I installed Fedora on laptops of few mine friends during last years. All of them are using it till today.
One of them was really sceptical, but after while said "I though linux is more for nerds and more different than Win." Well, she is just casual user of browser, few chat apps, Kodi and occasionally libre office, but still positive with change.
However while I use linux on server and laptop, I cannot use it on workstation beacuse of Adobe that I need for professional work.
Do you provide support when they ran into issues? IMO there are a lot of variables here that boil down to Windows (and macOS) having the benefit of familiarity, widespread use, and more consistency.
Your experience with Linux will heavily depend on your experience with computers, distro, hardware (e.g. due to obscure driver issues), and workload.
Your experience with macOS/Windows will be fairly consistent. There are still driver issues with Windows, but they're less common than Linux.
- Do you provide support when they ran into issues?
Sure, few of them are from family. They never had issue with OS, mostly it was application related.
- Your experience with macOS/Windows will be fairly consistent.
I do not agree. Every system update scares me quite a bit.
- There are still driver issues with Windows, but they're less common than Linux.
On Fedora, I never had to install drivers manually. All drivers was installed together with first upgrade after fresh install. Even on very old ThinkPad x201 from 2011. On Windows it's mix of searching on multiple HW manufacturer sites, manually installing them and trying if they are compatible.
So a set of barely maintained applications that cannot support modern Hidpi screens that are shipped with almost every midrange laptop (except Thunderbird which is the only passable app in comparison to its alternative).
The rendering of the Office file formats by the LibreOffice is dogshit. Feature parity is a rounding error. LiberOffice UX is completely from last century. There is so many little UX things that MS added which are so out of the league (like live content update from Office 2007!) for LibreOffice and its outdated codebase.
The Office alone can maybe replaced partially in Linux-compatible environments. However the MS Office-integrated prosumer software ecosystem is the thing that keeps people on Windows. Unless Linux people redesign the whole ecosystem to be as accommodating to closed source app ecosystem and find a time machine to replace all the existing Windows ecosystem, nothing will change.
You are getting downvoted, which is sad but also a testament of how delusional the fanboys actually are. Not that I don't think doesn't have its uses cases/upsides.
The reality is that even without talking about the UI and various stability/compatibility/performance (oh god) issues there are even some very basic missing functionalities that ones will encounter regularly when doing stuff that is not just low-level administrative filler work.

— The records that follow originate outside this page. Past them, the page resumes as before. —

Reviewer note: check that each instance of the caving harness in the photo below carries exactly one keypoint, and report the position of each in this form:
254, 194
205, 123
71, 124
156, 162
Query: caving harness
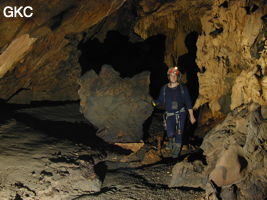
176, 113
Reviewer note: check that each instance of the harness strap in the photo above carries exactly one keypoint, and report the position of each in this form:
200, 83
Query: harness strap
177, 119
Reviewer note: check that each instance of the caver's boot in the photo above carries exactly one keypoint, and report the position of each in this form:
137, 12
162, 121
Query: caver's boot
176, 149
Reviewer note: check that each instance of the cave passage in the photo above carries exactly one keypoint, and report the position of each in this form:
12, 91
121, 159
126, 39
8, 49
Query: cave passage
127, 57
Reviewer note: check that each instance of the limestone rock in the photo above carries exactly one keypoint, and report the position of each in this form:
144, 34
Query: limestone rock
236, 153
185, 174
174, 19
39, 56
117, 107
231, 55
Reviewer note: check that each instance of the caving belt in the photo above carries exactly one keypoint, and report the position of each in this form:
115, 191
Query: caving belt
177, 119
168, 114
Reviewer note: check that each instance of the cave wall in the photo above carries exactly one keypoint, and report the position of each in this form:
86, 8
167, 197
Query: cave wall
231, 47
39, 56
174, 19
232, 55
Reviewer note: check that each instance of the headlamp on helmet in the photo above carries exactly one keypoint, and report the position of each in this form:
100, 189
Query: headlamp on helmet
173, 70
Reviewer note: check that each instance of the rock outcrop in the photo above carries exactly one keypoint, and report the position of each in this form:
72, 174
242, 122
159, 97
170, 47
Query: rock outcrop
117, 107
174, 19
235, 151
231, 55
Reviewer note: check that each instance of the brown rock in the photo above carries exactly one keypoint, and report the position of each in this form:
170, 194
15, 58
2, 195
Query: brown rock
235, 153
226, 56
39, 57
185, 174
118, 107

If one company would decide to invest in developing a decent competitive alternative it could be worthwhile but, in the meantime, most people are better served with browser-based stuff.
Either the Google stuff, free Microsoft version or even the newer Proton offering are decent but there are some semi-commercial offerings that can be decent too.
On the surface LibreOffice is all right, but the hard reality is that it is way too much of a PITA to work with for most people to bother unless they really don't have a choice or are forced too for some reason.
The fanboys don't like that reality and would rather deny it instead of working on fixing the issue; which is precisely why it's a lost cause.
I just got off the phone from my aunt who was filling forms in with Adobe Reader, editing word documents sent from her solicitor.
No it's not all in a browser. That's a shitty assumption and one that should not be forced upon anyone.
I always wonder how many people have been fucked over by a helpful relative giving them a Linux install with a browser and telling them to get on with it ...
I disagree. I use Linux mainly because it's just simpler than Windows. MS went on a pretty dark path in recent years with anti-user behavior, dark patterns etc.
The caveat is that I don't play games on my computers. For gaming, Windows is still the best choice.
So either I can use LTSC and then do a bunch of stuff to get things reasonably working, hope that MS doesn't discontinue the edition next year with no replacement, or ... I can just use Linux. Sounds like a simple choice.
> The average person, though, still would prefer regular Windows 11 over your favorite Linux distro.
I don't know, I think it depends on their needs. Most users these days use their computers as "browser launcher" and for that Linux works just fine. I also don't think most people are enjoying those massive ads in Windows 11.
I don't know if you see the irony of stating how difficult Linux is to use just after telling which hoops to jump to make Windows usable. Modern Linux requires way less than that.
For managing SQL Server and other enterprise grade infrastructure and resource planning. And at least for now, many many other Windows based multi platform development tools that aren't yet practical on Linux desktop. Although, progress is being made in that direction, which is great to see.